Archivo

Huelga de hambre de palestinos retenidos en cárceles de Israel

Se calcula que más de 2.000 reclusos se han unido a la protesta que completó dos días.

notitle
18 de abril 2012 , 06:44 p.m.
Lo que fue hace pocos meses una singular forma de protesta de un palestino preso en Israel, se está extendiendo como una nueva práctica, con la que Israel no tiene claro todavía cómo lidiar: una masiva huelga de hambre.

Aproximadamente 2.300 presos palestinos en cárceles israelíes anunciaron esta semana que se abstendrían de comer cualquier tipo de alimentos, justamente al señalar los palestinos el "día del preso".

De ellos, unos 1.100 anunciaron que no comerían por un día, pero otros 1.200 avisaron que su huelga de hambre es hasta nuevo aviso.

El primer paso en este sentido lo dio recientemente Khader Adnan, que se hallaba en "detención administrativa", sin haber sido enviado nunca a juicio, en el marco de una práctica legalmente posible en la situación actual, como legado de la época del Mandato Británico en la zona.

Khader, que llegó a estar 67 días sin comer, fue finalmente liberado de prisión.

Los médicos dudaban en su momento si quedaría con vida, pero lo que cuenta ahora para Adnan es que salió de la cárcel y que siente que logró vencer al sistema.

El tema de los presos palestinos es uno de los más cargados emocionalmente de la agenda bilateral.

Los palestinos sienten que no se podrá llegar a ningún acuerdo, en tanto no hayan sido puestos en libertad quienes están hoy tras las rejas.

Los israelíes aclaran que no tienen "presos políticos" , que nadie fue preso por sus ideas, y que quienes fueron detenidos lo están por ser responsables de distintos tipos de crímenes y ataques.

Pero el hecho es que el tema es complejo y no se vislumbra ninguna solución que satisfaga a las partes.

Pero conscientes de que no saldrán ahora miles de prisión, los declarados en huelga de hambre concentran ahora sus esfuerzos en una protesta contra algunos puntos concretos.

Uno de los centrales es la así llamada detención administrativa, una política por la cual es posible encarcelar a sospechosos de haber perpetrado o preparado atentados, sin llevarlos a juicio, cada vez por seis meses, que pueden ser renovados.

El criterio principal aquí es no revelar información clasificada en base a la cual se acusa al detenido en cuestión.

Organizaciones de derechos humanos sostienen que la práctica es anti democrática. Israel responde que no es invento suyo y que fue impuesta por la necesidad de combatir el terrorismo.

Otro punto concreto contra el que intentan protestar los presos se refiere a una serie de sanciones que Israel comenzó a imponer sobre presos palestinos tiempo atrás, a raíz de la presión pública que había aumentado durante los intentos de lograr la liberación del soldado entonces secuestrado Guilad Shalit.

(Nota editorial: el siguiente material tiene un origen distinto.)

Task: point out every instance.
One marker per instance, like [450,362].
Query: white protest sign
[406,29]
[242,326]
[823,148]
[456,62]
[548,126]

Tanto la familia de Shalit -que dicho sea de paso está ahora formalmente liberado de su servicio militar- como políticos diversos y figuras públicas, protestaban por lo que veían como un gran desequilibrio entre la situación de Shalit, cuando estaba en manos de Hamas en Gaza, y la de los presos palestinos en cárceles israelíes.

Incluso, sin entrar en los orígenes de uno y otro cautiverio, en Israel había protestas por el hecho que mientras ni se sabía con certeza si Shalit estaba con vida y Hamas no permitió nunca que la Cruz Roja lo viera, en Israel los presos palestinos podían hasta hacer cursos universitarios por correo, recibir constantemente visitas y cartas de sus familiares.

A raíz de las presiones públicas al respecto, Israel comenzó a imponer sanciones estrictas, impidiendo por ejemplo visitas a familiares de presos de Gaza, complicando las cosas a las familias que llegan a visitas a prisión, cancelando cursos académicos y demás.

Ello no volvió a su punto original con la liberación de Shalit.

Con la huelga de hambre, una protesta que suele tener un gran peso de orden público y moral, los palestinos intentan alcanzar sus metas y revertir las sanciones, conscientes de que la práctica complica a Israel que no sabe bien cómo lidiar con un nuevo tipo de manifestación no violenta, y casi masiva.